Lina stopped walking and her irises rolled to the sky. The sound of his name was both confusing and pleasing to her. She hadn’t told her sister about Tristan when he was just a department store salesman, she certainly didn’t know how to explain now that she knew what he truly was. Or, rather, now she knew that he was more than he seemed. And also now that he had kissed her. When she imagined how she would begin such a story, she wondered if the whole thing didn’t sound a little mad. No, better not to bring up Tristan. She turned and took Claire—who looked almost surprised to have come face-to-face with her newly grand sister—by the arm.

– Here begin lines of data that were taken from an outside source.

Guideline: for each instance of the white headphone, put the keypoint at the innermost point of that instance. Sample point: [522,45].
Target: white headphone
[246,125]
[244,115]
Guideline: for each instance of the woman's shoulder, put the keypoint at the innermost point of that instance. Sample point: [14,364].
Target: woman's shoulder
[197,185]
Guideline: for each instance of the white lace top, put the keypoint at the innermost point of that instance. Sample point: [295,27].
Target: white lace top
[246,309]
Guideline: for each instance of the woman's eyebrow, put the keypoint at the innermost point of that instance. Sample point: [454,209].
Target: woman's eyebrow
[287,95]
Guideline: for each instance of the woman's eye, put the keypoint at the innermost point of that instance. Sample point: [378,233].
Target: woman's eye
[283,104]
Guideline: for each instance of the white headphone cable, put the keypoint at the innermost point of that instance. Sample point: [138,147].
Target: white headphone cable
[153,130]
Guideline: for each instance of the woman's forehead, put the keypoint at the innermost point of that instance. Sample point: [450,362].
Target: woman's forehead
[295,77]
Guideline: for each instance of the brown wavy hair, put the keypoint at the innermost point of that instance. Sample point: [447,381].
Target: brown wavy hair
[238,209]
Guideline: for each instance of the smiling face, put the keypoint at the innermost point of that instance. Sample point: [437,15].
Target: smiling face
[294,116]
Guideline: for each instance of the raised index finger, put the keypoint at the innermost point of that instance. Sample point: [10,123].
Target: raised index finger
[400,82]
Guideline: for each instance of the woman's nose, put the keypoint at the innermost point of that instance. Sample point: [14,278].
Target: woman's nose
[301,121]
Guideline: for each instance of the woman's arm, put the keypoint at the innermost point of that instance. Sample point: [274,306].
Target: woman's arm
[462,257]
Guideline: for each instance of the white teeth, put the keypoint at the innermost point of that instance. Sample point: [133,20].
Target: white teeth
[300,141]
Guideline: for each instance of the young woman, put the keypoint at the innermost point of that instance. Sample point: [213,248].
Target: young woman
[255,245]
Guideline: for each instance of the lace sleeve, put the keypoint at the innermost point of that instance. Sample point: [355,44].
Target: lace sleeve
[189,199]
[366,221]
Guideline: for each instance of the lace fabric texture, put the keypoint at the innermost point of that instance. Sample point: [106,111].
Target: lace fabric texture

“I’ve talked so much about me.”
“Oh, but I like hearing about all your new friends.” Claire, who was wearing a black cloth coat and a hat that matched it in color and age if not in style, smiled through her shivers. Her nose had grown almost painfully red. Lina drew her toward one of the benches and removed her muff. Over the tops of the leafless trees, they could see the high stone roofs of the buildings on the east side of the square.
“Try it on,” she instructed. When Claire demurred, she continued with an “I insist.”
Two female servants in plain coats were passing with goods from market, and it was only once they had passed that Claire took the glossy black piece and considered it. She was slow to put it on, but once her hands had disappeared inside, a pleased expression began to take hold of her features.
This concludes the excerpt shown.